I realised this early in the beginning of my relationship with my partner. And even with my earlier friendships (which obviously ended in disasters but hey, no fret). I internalised my grief a lot. Probably until the point where no one even realised I was in pain. And when I suddenly exploded, well… it probably left a lot of people confused. I used to be passive aggressive, too. I willed others with my mind in hopes they could understand this rage and sadness I feel inside. And of course no one did. Nobody can read minds. I learnt that the difficult way. I am trying. I am trying to be more fluent with my words. As of now, it is still amateur-ish.
“When other people upset us, do we feel we have the right to communicate or must we slam doors and retreat into sulks? When the desired response isn’t forthcoming, do we ask others to guess what we have been too angrily panicked to spell out? Or can we have a plausible second go and take seriously the thought that others are not merely being nasty in misunderstanding us? Do we have the inner resources to teach rather than insist?”
Ngehhhhh, definitely lacking the patience here. I always want to try and communicate but my emotions run high very quickly. Again, practise pausing may help. I do not know what else I can do to practise patience. I think i overused mine back when i was younger and i lost all of it now.
TRUST
“Will new acquaintances like or wound us? If we are a touch assertive, will they take it or collapse? Will unfamiliar situations end in a debacle?”
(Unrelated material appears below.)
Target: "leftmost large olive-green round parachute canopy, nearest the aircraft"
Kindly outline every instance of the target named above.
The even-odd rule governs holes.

I guess not so good… Especially at work. I do well being a lone ranger but, I can’t go very far without working with others, obviously. My patience and tactfulness are always challenged when working with a team. Because I am a perfectionist & hardworking, I get triggered quite a fair bit when my teammates are slacking and not meeting deadlines. And especially, when i know they have been going out having fun, instead. My other problem is I can’t be assertive. I am quite afraid of that, because I do not believe in that sort of leadership. I know it is important, though. I need to learn more.
“Around love, how tightly do we need to cling? If they are distant for a while, will they return? How controlling do we need to be? Can we approach an interesting-looking stranger? Or move on from an unsatisfying one?”
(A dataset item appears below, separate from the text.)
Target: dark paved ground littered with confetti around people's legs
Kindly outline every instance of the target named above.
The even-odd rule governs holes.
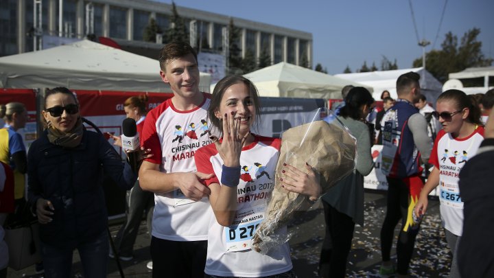
[[[423,220],[421,231],[416,240],[415,255],[410,266],[412,277],[447,277],[451,263],[451,253],[447,248],[445,233],[440,227],[439,204],[437,200],[429,202],[428,216]],[[380,264],[379,231],[386,213],[386,195],[384,192],[366,192],[365,224],[355,227],[352,250],[347,266],[348,277],[379,277]],[[294,236],[290,240],[292,261],[298,278],[318,277],[319,252],[324,238],[325,227],[322,206],[305,214],[290,226]],[[110,226],[112,235],[119,229],[118,224]],[[397,231],[395,235],[397,235]],[[151,277],[146,268],[150,260],[150,236],[141,224],[137,238],[134,260],[121,262],[125,277]],[[395,254],[393,246],[392,255]],[[73,276],[83,277],[77,252],[74,253]],[[14,271],[9,268],[8,277],[43,277],[34,274],[34,266]],[[108,277],[120,277],[115,260],[108,262]],[[90,277],[88,277],[90,278]]]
Another half-and-half. I think Stoicism helps. That the people i love that i have with me now will leave or pass on one day. And it won’t do me any good to dwell on lost things or beings. No, I can’t approach an interesting-looking stranger and i feel that is fine. I don’t really need that in my life.
“Do we, overall, feel the world to be wide, safe, and reasonable enough for us to have a legitimate shot at a measure of contentment – or must we settle, resentfully, for inauthenticity and misunderstanding?”
I am sorry but, the boomers in my life live in the latter; in resent, inauthenticity and misunderstanding. So, I do not like that one bit. Yes, i do think the world has many opportunities.
So, total scores are:
Red: 6 / 12 (4 = Self-Love, 1 = Communication, 1 = Candour)
Yellow: 3 / 12 (1 = Self-Love, 1 = Communication, 1 = Trust)
Green: 3 / 12 (1 = Candour, 2 = Trust)
As I can see, I am definitely not emotionally healthy.
And I need to work heavily on my self-love and communication.
I don’t actually know if this is the thing that is bothering me but… at least, I can start somewhere, I supposed.